Kerangka manusia di tengah tengah lukisan itu tidak lengkap. Separuh tulang
pinggulnya hilang atau sebenarnya hanya terbenam. Rahang bawahnya juga tidak ada.
Tulang rusuk yang merupakan bagan dari dada juga banyak yang hilang. Ruas ruas terakhir
tulang belakang beserta tulang ekor tidak tampak di dalam lukisan. Tidak sampai disitu,
kerangka manusia ini semakin aneh jika dilihat warnanya yang putih cemerlang. Jangankan
segaris retakan, gradasi warna pun tidak ada. Tapi kalau dipikir lagi, lukisan ini sejak awal
sepertinya mengabaikan semua hukum fisika dan dasar dasar melukis biasanya.

Pemilihan warna itu bukan tanpa sebab. Seperti yang sudah dituliskan di
paragraf pertama, warna yang ditampilkan memang berusaha memberi kesan “jelek,” sangat
memuakkan dilihat. Emphasis warna yang diharapkan dalam lukisan ini adalah putih, hijau,
oranye, dan ungu. Dulu, pigmen putih didapatkan dengan menghaluskan blok blok timah.
Sekarang diketahui bahwa paparan timah setiap hari dapat mengakibatkan kelumpuhan,
masalah mental, pelebaran retina, bahkan kebutaan. Serangga dan kerangka putih di sini
mengingatkan pelukis hari ini betapa banyak mahakarya yang menggunakan timbal, betapa
sakitnya hari hari terakhir para pelukis itu.

Namun bahaya warna putih itu tidak seberapa dibanding warna selanjutnya:
hijau. Dibuat dari senyawa cupric hydrogen arsenic, kadarnya yang tinggi telah dikaitkan
langsung dengan kanker dan penyakit jantung. Pigmen beracun ini dulunya merupakan
pilihan populer untuk cat, pewarna untuk tekstil, kertas dinding, sabun, mainan, dekorasi
kue. Bayangkan berapa banyak yang jatuh sakit akibat paparan racun ini.

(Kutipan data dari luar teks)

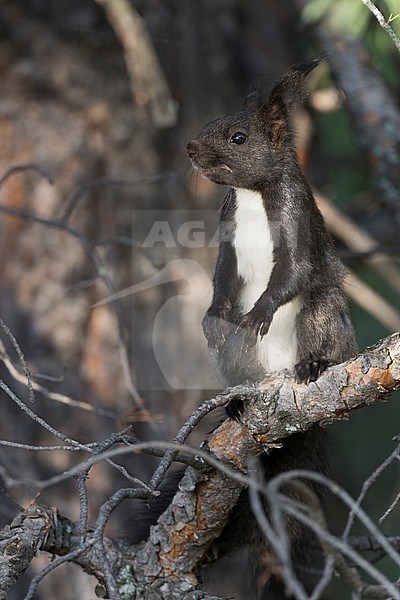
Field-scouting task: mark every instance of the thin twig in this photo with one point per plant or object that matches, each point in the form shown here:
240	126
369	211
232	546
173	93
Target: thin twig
382	22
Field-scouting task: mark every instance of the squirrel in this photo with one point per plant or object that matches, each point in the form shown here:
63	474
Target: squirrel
278	301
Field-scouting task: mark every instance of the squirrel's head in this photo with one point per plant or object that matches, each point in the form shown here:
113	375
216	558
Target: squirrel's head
251	147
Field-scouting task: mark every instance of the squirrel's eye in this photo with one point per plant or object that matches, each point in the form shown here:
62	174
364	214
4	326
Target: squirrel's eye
238	138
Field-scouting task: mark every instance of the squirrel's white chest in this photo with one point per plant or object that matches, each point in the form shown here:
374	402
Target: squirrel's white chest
254	250
253	246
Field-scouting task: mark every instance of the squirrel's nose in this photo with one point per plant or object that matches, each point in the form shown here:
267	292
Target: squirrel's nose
192	148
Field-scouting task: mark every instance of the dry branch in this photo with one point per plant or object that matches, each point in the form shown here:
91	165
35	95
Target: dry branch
148	83
166	564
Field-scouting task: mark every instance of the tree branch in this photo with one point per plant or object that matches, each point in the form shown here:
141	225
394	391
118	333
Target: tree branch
165	565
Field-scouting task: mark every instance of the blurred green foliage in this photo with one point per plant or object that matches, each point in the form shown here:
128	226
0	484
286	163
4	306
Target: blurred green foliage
353	19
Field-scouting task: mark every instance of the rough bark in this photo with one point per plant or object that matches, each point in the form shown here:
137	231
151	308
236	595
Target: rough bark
165	566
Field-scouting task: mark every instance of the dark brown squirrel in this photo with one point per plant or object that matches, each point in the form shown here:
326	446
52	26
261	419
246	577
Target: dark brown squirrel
278	301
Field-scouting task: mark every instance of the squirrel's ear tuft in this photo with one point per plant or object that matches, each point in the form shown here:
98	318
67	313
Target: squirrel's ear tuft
253	100
289	91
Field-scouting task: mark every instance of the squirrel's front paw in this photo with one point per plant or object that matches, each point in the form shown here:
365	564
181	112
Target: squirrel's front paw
256	322
216	329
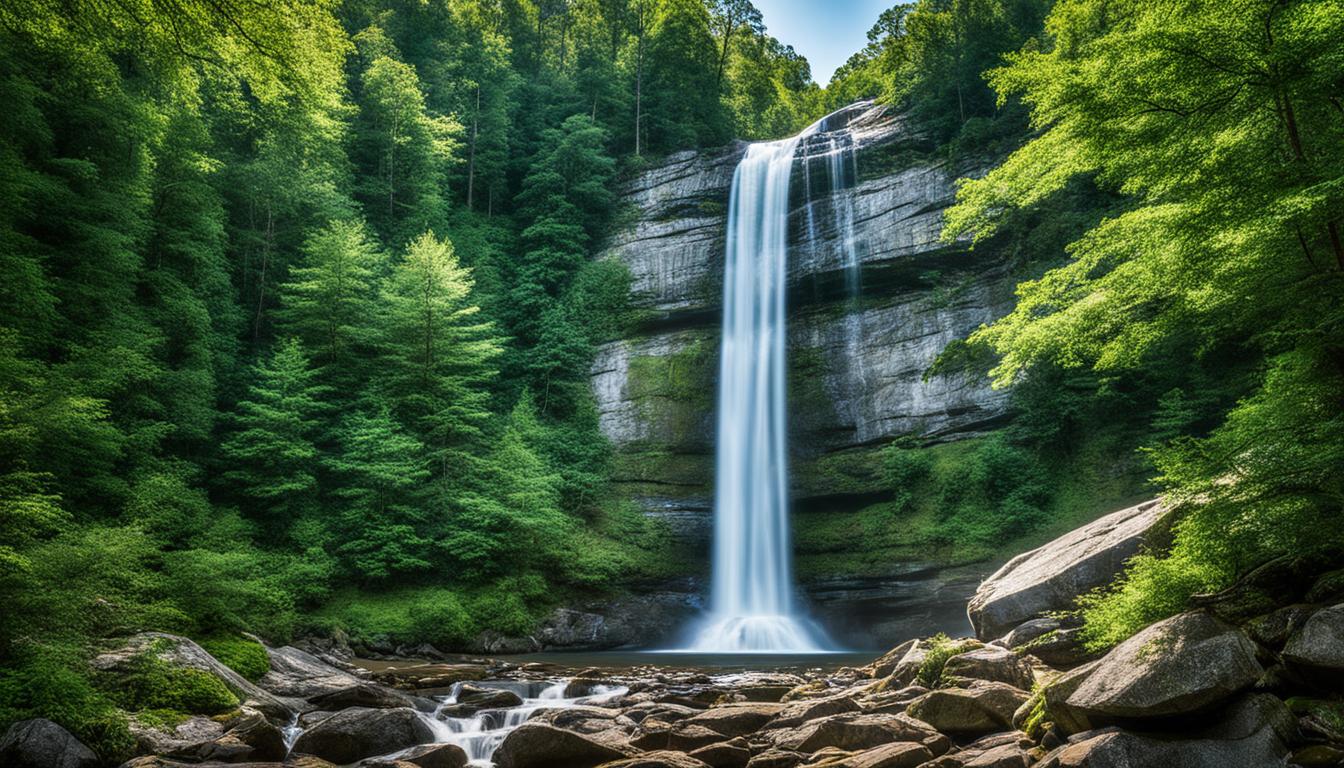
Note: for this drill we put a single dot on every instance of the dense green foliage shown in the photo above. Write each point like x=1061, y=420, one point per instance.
x=1221, y=125
x=299, y=307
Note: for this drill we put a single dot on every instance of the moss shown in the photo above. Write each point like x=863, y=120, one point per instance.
x=941, y=648
x=1038, y=717
x=161, y=718
x=242, y=655
x=675, y=392
x=152, y=683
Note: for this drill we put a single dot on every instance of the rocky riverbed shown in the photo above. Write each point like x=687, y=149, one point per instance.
x=1246, y=678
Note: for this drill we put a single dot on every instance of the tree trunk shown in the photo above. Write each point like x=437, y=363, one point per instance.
x=471, y=159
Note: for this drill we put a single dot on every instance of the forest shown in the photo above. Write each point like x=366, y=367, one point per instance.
x=300, y=299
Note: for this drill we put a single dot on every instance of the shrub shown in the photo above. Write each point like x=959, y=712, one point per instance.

Kabar baiknya, pigmen hijau itu tidak bersifat radioaktif seperti pigmen oranye.
Uranium oksida menghasilkan warna warna merah dan oranye cemerlang yang dipakai
untuk mewarnai alat makan sebelum akhirnya digunakan dalam pembuatan bom pada
perang dunia kedua. Hingga hari ini, keramik keramik itu tetap memancarkan radiasi
berbahaya yang dapat merusak DNA materi genetik makhluk hidup. Namun dalam lukisan
ini, warna itu justru digunakan untuk melukis kedua hewan hidup... atau mati. Tentu saja,
lukisan ini tidak mengandung timbal, arsenik, ataupun uranium.

Kemudian ada warna ungu. Ungu di sini menggambarkan racun secara umum.
Racun dan berbagai sifat negatif digambarkan berwarna ungu dalam banyak media kartun
ataupun permainan video. Di alam, warna ungu memang cukup jarang dan hanya para
bangsawan dan orang orang kaya saja yang dulu bisa membeli barang barang berwarna
ungu. Sehingga semakin banyak ungu yang terlihat di tempat tempat alami semakin jelas
pula “polusi” yang ditimbulkan akibat keserakahan manusia.
Terakhir, lukisan ini berjudul Dia Bilang, “Bentuk Tak Berakhir Yang Terindah.”
Kalimat ini diterjemahkan langsung dari kalimat penutup On the Origin of Species karya Charles
Darwin: "There is grandeur in this view of life, with its several powers, having been originally
breathed into a few forms or into one; and that, whilst this planet has gone cycling on according to
the fixed law of gravity, from so simple a beginning endless forms most beautiful and most wonderful
have been, and are being, evolved." Ada keagungan dalam pandangan hidup ini, dengan beberapa
kekuatannya, yang awalnya dihembuskan ke dalam beberapa bentuk atau menjadi satu; dan bahwa,
sementara planet ini berputar sesuai dengan hukum tetap gravitasi, dari awal yang begitu
sederhana, bentuk tak berujung yang paling indah dan menakjubkan telah, dan sedang, berevolusi.

Tidak bermaksud mengolok-olok mahakarya Bapak Teori Evolusi, judul karya ini
bermaksud untuk memberi harapan, bahwa meskipun dunia telah rusak sedemikian
parahnya, makhluk hidup akan terus menjalani kehidupannya masing masing, bahwa
kematian dan kepunahan diperlukan sebagai katalis untuk mengawali spesiasi, awal
kehidupan dari spesies spesies baru.